Adaptive Game-Theoretic Planning
adaptive game-theoretic planning enabled by a differentiable game solver
2023-04-17 This work has been accepted at RA-L and will be presented at IROS 2023. See you in Detroit!
2023-01-24 I gave an invited talk at Princeton, [slides]. Thanks for the invitation!
2022-12-01 We submitted this work and published the preprint version!
This is the first project of my master’s thesis (June 2022 - October 2022). The work is with Lasse Peters and Prof. Javier Alonso-Mora. I developed an adaptive game solver that jointly estimates agents’ objectives using gradient and solves for generalized Nash equilibrium strategies in non-cooperative dynamic games for safe interaction.

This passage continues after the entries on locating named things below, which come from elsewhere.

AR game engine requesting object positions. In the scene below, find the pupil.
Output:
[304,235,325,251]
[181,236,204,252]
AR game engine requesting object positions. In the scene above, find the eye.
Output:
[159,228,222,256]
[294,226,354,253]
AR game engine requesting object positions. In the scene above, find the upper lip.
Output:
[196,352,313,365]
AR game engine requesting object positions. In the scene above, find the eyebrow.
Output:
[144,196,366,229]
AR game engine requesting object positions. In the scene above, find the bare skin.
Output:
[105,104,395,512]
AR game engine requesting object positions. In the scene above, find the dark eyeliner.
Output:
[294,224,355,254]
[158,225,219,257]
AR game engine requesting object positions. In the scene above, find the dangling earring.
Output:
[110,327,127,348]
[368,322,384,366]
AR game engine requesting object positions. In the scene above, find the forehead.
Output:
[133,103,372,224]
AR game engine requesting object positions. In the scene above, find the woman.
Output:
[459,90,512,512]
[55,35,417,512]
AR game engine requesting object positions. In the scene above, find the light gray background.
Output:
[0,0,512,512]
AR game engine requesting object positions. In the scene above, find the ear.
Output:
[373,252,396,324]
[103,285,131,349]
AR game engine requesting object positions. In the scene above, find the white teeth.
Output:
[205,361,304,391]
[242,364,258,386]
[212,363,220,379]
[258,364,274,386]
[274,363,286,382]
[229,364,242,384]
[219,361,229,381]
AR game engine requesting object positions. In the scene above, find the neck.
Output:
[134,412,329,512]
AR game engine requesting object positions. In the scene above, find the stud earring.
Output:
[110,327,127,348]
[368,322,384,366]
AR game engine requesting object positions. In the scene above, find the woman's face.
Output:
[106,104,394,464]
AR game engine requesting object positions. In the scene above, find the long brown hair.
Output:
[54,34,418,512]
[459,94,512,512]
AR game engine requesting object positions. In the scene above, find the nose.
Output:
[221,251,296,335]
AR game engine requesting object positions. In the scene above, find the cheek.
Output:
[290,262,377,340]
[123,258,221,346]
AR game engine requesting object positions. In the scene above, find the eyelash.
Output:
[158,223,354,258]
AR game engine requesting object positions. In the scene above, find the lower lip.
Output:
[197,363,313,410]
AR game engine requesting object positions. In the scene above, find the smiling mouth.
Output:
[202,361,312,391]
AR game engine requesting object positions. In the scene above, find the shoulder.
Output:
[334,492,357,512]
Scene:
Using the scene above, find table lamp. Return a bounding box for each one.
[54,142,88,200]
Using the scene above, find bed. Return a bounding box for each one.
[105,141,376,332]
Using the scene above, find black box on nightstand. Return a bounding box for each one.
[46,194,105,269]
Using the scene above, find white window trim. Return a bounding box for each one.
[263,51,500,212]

Many autonomous agents, such as intelligent vehicles, are inherently required to interact with one another. Game theory provides a natural mathematical tool for motion planning in such interactive settings. However, tractable algorithms for such problems usually rely on a strong assumption, namely that the objectives of all players in the scene are known. To make such tools applicable for ego-centric planning with only local information, we propose an adaptive model-predictive game solver, which jointly infers other players’ objectives online and computes a corresponding generalized Nash equilibrium (GNE) strategy. The adaptivity of our approach is enabled by a differentiable trajectory game solver whose gradient signal is used for maximum likelihood estimation (MLE) of opponents’ objectives. This differentiability of our pipeline facilitates direct integration with other differentiable elements, such as neural networks (NNs). Furthermore, in contrast to existing solvers for cost inference in games, our method handles not only partial state observations but also general inequality constraints. In two simulated traffic scenarios, we find superior performance of our approach over both existing game-theoretic methods and non-game-theoretic model-predictive control (MPC) approaches. We also demonstrate our approach’s real-time planning capabilities and robustness in two hardware experiments.